Epigenetics and Cell Differentiation

Each of the cells in our body contains the same genetic information, passed down since fusion of the maternal and paternal gametes took place. However, each cell is capable of differentiating to form the different cell types, including neurons, lymphocytes and muscle cells, which make up the multitude of tissues in the human body. We study the mechanisms, known as epigenetics, responsible for this cellular flexibility. Epigenetic information is present in the cell’s nucleus, organising the DNA as chromatin. It regulates gene expression during all the major events in life (embryonic development, cell proliferation and differentiation).

DNA is organized by dedicated proteins, forming a highly dynamic structure, called chromatin. Its essential element is the nucleosome, which is comprised of four different core histones (H2A H2B H3 and H4), diverse histone variants, and linker histones H1. Several levels of organization coexist, from the famous “beads on a string structure” to the metaphasic chromosome.

The following movie nicely illustrates the organization levels of chromatin:


From wehi.tv at the Walter and Eliza Hall Institute.
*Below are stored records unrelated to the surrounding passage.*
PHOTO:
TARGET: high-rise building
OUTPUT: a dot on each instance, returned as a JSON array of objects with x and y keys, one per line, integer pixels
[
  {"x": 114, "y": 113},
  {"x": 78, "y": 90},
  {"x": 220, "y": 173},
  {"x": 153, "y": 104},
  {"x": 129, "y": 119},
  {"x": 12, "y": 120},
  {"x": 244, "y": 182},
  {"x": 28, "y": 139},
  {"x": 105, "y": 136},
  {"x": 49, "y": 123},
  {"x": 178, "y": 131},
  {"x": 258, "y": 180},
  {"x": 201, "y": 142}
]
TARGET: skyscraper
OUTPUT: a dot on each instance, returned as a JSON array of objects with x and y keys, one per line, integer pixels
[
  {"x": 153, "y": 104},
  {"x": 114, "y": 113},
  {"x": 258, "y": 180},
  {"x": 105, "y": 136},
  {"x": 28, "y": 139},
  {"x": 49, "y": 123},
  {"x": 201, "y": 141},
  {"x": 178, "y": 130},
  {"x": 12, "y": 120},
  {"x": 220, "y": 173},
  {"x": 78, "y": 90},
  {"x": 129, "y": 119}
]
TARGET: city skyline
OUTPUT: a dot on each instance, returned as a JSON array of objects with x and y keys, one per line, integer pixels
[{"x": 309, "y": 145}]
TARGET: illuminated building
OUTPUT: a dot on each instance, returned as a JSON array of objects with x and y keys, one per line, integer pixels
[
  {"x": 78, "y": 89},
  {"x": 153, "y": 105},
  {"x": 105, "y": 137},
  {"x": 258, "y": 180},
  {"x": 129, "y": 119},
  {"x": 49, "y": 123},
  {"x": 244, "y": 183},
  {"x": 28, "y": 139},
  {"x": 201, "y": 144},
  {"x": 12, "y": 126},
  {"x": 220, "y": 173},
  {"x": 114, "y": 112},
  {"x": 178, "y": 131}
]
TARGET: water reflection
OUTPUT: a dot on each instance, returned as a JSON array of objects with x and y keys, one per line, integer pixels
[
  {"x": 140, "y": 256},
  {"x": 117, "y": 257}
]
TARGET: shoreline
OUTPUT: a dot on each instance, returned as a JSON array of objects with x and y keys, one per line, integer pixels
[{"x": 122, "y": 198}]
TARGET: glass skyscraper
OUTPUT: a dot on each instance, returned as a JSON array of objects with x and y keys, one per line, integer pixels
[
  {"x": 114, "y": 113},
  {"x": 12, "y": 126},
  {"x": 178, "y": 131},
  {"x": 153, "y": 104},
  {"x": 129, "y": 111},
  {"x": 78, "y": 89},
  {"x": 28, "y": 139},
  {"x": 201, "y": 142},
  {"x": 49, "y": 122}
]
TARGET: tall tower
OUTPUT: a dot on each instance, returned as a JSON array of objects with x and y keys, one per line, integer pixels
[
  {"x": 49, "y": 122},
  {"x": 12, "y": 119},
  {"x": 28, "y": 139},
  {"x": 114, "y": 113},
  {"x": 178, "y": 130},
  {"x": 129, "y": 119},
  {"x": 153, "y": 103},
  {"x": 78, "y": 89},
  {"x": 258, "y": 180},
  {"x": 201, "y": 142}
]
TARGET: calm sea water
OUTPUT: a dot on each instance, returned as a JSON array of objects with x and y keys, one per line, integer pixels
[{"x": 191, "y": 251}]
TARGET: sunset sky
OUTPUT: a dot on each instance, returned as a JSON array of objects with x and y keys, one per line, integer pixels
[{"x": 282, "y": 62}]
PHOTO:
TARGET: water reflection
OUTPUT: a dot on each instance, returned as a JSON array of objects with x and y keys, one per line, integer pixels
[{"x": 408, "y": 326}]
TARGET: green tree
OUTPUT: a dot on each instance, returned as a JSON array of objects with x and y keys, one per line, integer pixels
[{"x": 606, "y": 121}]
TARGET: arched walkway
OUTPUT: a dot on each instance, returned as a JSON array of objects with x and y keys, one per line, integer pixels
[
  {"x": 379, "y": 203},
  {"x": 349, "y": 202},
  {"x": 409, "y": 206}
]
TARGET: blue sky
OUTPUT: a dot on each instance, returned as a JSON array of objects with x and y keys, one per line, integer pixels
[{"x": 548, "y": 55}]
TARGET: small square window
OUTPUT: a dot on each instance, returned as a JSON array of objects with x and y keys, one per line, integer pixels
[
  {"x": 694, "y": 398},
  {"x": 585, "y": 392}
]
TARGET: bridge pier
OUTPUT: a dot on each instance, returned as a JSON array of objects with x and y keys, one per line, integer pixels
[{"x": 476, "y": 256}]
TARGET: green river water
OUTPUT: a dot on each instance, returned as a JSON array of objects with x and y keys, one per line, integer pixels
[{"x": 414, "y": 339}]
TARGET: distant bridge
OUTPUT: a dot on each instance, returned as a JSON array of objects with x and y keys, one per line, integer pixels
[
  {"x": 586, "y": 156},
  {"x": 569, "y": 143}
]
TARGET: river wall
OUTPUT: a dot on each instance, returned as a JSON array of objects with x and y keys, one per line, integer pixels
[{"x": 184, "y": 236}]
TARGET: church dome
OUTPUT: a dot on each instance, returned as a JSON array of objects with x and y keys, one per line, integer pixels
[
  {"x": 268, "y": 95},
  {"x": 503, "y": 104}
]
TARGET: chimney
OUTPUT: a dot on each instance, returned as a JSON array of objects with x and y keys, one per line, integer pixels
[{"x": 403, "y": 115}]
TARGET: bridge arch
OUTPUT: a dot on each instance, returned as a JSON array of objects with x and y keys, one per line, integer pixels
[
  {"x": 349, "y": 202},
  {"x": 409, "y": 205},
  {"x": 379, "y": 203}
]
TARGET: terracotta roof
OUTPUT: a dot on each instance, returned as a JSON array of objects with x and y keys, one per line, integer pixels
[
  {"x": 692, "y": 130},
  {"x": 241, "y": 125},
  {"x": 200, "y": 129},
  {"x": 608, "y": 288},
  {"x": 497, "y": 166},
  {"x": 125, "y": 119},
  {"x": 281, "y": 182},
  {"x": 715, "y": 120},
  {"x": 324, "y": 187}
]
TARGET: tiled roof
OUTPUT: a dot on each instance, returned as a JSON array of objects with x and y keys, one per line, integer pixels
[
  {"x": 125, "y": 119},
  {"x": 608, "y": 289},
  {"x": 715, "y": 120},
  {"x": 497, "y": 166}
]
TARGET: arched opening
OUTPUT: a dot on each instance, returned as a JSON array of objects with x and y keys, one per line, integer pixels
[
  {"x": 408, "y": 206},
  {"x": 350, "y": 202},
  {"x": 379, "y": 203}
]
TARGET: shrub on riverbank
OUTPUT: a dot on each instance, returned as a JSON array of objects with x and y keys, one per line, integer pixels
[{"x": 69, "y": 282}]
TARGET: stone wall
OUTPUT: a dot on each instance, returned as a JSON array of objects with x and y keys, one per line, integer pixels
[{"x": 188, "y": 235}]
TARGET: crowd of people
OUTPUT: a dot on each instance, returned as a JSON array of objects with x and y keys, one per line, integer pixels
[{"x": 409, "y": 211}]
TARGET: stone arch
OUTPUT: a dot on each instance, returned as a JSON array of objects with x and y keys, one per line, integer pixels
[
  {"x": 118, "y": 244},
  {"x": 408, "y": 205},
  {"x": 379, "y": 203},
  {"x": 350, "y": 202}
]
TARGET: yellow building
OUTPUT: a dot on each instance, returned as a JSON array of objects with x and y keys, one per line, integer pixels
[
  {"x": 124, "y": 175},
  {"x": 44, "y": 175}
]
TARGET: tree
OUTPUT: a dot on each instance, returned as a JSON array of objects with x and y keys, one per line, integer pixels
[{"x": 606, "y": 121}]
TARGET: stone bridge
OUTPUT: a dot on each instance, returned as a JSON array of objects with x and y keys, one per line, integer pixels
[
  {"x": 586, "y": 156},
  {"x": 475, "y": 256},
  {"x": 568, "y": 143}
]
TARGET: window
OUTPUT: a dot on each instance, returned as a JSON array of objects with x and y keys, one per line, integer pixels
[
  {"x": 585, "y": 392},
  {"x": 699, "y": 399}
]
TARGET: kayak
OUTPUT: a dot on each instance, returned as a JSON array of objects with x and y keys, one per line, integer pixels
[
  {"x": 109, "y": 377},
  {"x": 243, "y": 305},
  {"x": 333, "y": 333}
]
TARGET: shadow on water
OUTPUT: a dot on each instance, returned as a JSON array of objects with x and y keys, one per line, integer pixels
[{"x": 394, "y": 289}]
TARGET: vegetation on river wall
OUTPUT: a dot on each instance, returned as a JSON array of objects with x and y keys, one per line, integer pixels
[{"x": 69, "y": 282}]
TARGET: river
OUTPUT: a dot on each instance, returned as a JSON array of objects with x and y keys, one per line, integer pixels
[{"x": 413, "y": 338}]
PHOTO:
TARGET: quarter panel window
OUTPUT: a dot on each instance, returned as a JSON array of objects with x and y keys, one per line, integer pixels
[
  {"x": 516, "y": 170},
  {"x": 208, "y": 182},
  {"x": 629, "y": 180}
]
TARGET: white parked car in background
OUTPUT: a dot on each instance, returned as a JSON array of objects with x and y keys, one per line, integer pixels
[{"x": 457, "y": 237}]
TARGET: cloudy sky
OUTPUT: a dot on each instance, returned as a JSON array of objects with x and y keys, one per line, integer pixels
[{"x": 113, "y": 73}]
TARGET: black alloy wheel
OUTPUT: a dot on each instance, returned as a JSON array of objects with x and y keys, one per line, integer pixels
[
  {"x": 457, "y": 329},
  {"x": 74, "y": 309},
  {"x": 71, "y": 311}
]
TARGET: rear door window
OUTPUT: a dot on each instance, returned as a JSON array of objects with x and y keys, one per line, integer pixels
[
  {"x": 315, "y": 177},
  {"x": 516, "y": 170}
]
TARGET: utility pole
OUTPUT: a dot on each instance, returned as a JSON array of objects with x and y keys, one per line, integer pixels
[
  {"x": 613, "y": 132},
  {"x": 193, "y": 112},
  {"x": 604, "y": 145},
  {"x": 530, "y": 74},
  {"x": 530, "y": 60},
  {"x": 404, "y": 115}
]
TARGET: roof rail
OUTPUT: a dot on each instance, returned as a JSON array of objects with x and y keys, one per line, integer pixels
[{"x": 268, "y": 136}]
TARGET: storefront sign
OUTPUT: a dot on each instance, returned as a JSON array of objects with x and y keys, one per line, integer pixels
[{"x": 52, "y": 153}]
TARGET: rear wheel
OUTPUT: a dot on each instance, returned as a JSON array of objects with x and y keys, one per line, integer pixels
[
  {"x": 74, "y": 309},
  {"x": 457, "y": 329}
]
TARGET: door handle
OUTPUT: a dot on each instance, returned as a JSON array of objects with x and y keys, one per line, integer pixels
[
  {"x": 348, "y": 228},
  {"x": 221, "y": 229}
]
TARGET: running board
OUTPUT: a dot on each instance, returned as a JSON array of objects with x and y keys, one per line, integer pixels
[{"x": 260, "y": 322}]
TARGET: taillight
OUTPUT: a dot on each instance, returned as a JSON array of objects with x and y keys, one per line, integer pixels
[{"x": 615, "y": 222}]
We are particularly interested in gamete formation, particularly male gametes. Each sperm cell transmits not only the father’s genes, but also a very specific epigenome. Indeed, the sperm nucleus is reorganised to make it very compact. This involves a complete reprogramming step. During this reorganisation, the main protein components of chromatin, histones, are replaced by protamines, placement of which is a key element in determining fertility. The field of epigenetics and chromatin dynamics developed exponentially over the last decade, revealing numerous molecular mechanisms. However, some aspects of chromatin organisation remain obscure. In particular, chromatin organisation in gametes remains poorly understood, as does it role during fertilisation and early embryonic development. A better understanding of chromatin organisation would contribute to the fields of medically assisted procreation, cancer biology and regenerative medicine.
For almost 10 years, we have been involved in research projects characterising various aspects of chromatin dynamics during gametogenesis. Through these projects we investigated the final steps in reorganisation of the sperm nucleus using a unique combination of proteomics and functional assays. These projects were possible thanks to a close collaboration with Saadi Khochbin’s research group (Web site). Following these studies, the EpiGam project is an ambitious and innovative research programme ongoing at EDyP.

 

 

Taking up the challenge of characterizing ultra-modified proteins

Coordinator: Delphine Pflieger, CNRS researcher

After several years of research in Evry dedicated to the deciphering of intracellular signaling cascades relayed by dynamic phosphorylations, Delphine Pflieger joined the EDyP team at the end of 2014 to more specifically study the intricate combinations of post-translational modifications (PTMs) that can decorate proteins and impact their properties (enzymatic activity, stability, interactions with other proteins, etc). Histones constitute very complex examples of highly modified proteins, with more than 20 different types of PTMs described to date. It is also very probable that the list still contains undiscovered modifications, whose study could help better understand the complex regulation of histones and of events occurring within the chromatin environment.

Our projects that aim to identifying new PTMs on yeast histones and assess their conservation during evolution require adapting and optimizing proteomics strategies, at different levels of the analytical pipeline: protein sample preparation, mass spectrometry analysis and bioinformatic interpretation of the acquired data. The study of proteins highly modified by diverse types of PTMs and the deciphering of their possible interplay now constitute a challenge that the worldwide proteomics community has only started addressing.